Papain‐like immune proteases (PLCPs) are promising engineering targets for crop protection, given their significant roles in plant immunity for key crops such as tomato, maize and citrus (Misas‐Villamil et al., 2016). The wide range of pathogen‐secreted PLCP inhibitors highlights the importance of these proteases in defending against various pathogens. Depletion of the apoplastic immune PLCP Phytophthora‐inhibited protease 1 (Pip1) from tomato, for instance, causes hyper‐susceptibility to bacterial, fungal and oomycete tomato pathogens (Ilyas et al., 2015). Immunity by Pip1 in wild‐type tomato is, however, suboptimal since Pip1 is suppressed during infection by diverse pathogen‐secreted inhibitors, such as the cystatin‐like EpiC2B from the oomycete late blight pathogen Phytophthora infestans (Tian et al., 2007). Here, we tested whether we could increase Pip1‐based immunity against late blight by engineering Pip1 into an EpiC2B‐insensitive protease. To guide Pip1 mutagenesis, we generated a structural model of the EpiC2B‐Pip1 complex using AlphaFold‐Multimer (Evans et al., 2022). This structural model represents a classic interaction between the tripartite wedge of cystatin (EpiC2B) in the substrate binding groove of papain (Pip1). This model indicated that engineering Pip1 to prevent inhibition without affecting Pip1 substrate specificity is possible because the interaction surface of Pip1 with EpiC2B is larger than the substrate binding groove (Figure 1a).
Figure 1.
Engineered, EpiC2B‐insensitive Pip1 reduces the growth of P. infestans on N. benthamiana. (a) Structural model of the Pip1‐EpiC2B complex generated with AlphaFold‐Multimer (Evans et al., 2022) showing the substrate binding groove (dashed line), and the residues selected for mutagenesis in Pip1 (red).

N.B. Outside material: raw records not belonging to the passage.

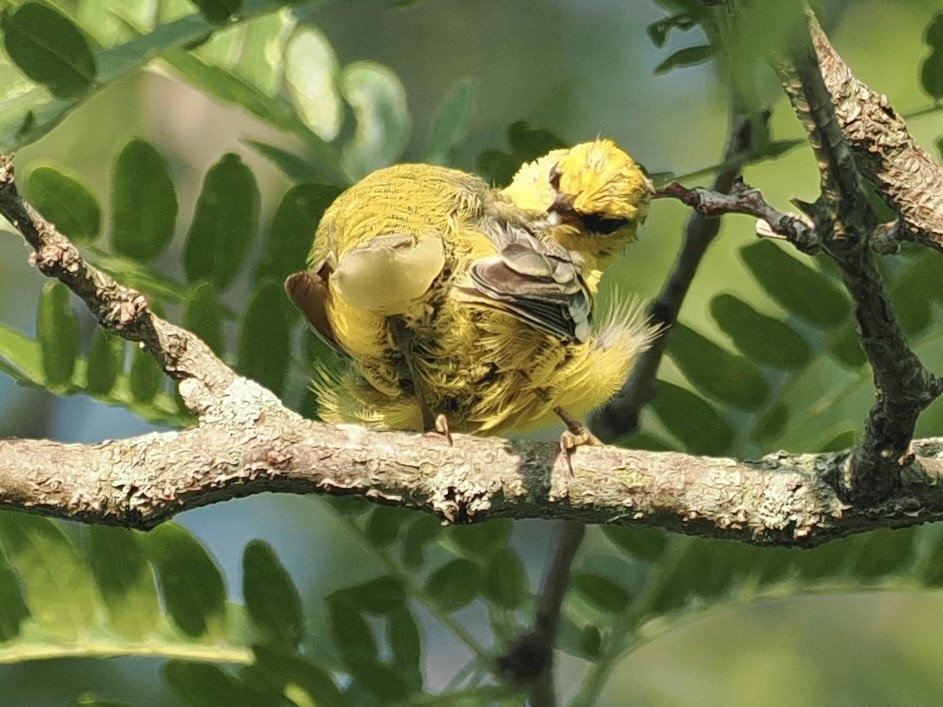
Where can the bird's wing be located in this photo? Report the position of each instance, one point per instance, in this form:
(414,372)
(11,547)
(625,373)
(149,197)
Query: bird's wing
(536,281)
(308,291)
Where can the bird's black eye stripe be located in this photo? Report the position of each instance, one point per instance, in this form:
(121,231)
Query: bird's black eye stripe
(555,176)
(594,223)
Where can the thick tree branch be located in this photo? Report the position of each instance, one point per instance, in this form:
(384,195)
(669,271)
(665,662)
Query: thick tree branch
(117,308)
(620,415)
(846,222)
(905,175)
(782,499)
(247,443)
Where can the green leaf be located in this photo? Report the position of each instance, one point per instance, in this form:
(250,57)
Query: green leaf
(689,56)
(727,377)
(57,330)
(311,72)
(420,532)
(590,642)
(770,423)
(226,86)
(13,609)
(203,685)
(497,167)
(290,672)
(271,598)
(482,539)
(692,420)
(761,338)
(297,167)
(795,286)
(262,61)
(57,586)
(65,202)
(931,70)
(382,681)
(824,562)
(378,100)
(528,143)
(264,341)
(124,579)
(145,375)
(218,11)
(658,31)
(29,112)
(225,221)
(191,584)
(601,592)
(384,523)
(932,573)
(144,204)
(909,295)
(505,579)
(404,639)
(646,544)
(381,595)
(20,356)
(48,48)
(450,122)
(884,552)
(351,633)
(293,226)
(203,315)
(105,361)
(455,584)
(846,348)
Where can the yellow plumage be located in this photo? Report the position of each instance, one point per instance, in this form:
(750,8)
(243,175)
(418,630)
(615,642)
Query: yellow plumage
(453,298)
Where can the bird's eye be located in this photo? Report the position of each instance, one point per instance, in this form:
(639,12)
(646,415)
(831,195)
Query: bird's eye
(555,176)
(595,223)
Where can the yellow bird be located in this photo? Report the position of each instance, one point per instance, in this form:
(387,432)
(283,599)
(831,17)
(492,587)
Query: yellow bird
(456,302)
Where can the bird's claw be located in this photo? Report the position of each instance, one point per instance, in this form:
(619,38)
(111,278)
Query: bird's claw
(570,440)
(441,427)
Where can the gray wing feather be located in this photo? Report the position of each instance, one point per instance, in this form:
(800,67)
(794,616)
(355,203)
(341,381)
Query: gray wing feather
(539,282)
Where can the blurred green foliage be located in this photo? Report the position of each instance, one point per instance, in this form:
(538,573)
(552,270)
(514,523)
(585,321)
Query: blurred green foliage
(208,213)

The right zoomed image shows the tripartite loops of EpiC2B interacting with the substrate binding groove: the N terminus (NT), the middle loop containing the QxVxG (QVG) motif and the C‐terminal loop (CTL) containing a conserved tryptophane. (b) Pip1 mutants are active proteases with altered sensitivities to EpiC2B inhibition. Apoplastic fluids isolated from agroinfiltrated leaves transiently expressing (mutant) Pip1 were preincubated for 30 min with and without 100 μM E‐64 or 3 μM EpiC2B, and then labelled for 3 h with 0.2 μM TK011. Samples were separated on SDS‐PAGE gels, scanned for fluorescence and analysed by α‐Pip1 Western blot. Original, uncropped images are shown in Figure S2. (c) Two residue substitutions render Pip1 insensitive to EpiC2B. Apoplastic fluids isolated from agroinfiltrated leaves transiently expressing Pip1 and engineered ePip1 were preincubated for 30 min with and without 100 μM E‐64, or increasing concentrations of EpiC2B, and then labelled for 3 h with 0.2 μM TK011. Samples were separated on SDS‐PAGE gels and scanned for fluorescence. Signal intensity was quantified. Values are depicted as a percentage of the labelling detected without inhibitor. Confidence zones represent SE of n = 3 replicates. (d) Engineered Pip1 restricts P. infestans growth in N. benthamiana. N. benthamiana leaf halves were agroinfiltrated with wild‐type Pip1, catalytically dead Pip1* or engineered ePip1 and 3 days later, the leaves were detached, and zoospores of P. infestans strain 88069 tD were drop‐inoculated onto each leaf half. Leaves were incubated for further 7–9 days and imaged for fluorescence. The area containing fluorescent hyphae was measured. P values correspond to a paired t‐test of n > 8 replicates. This experiment was repeated twice with similar results (see Figure S3).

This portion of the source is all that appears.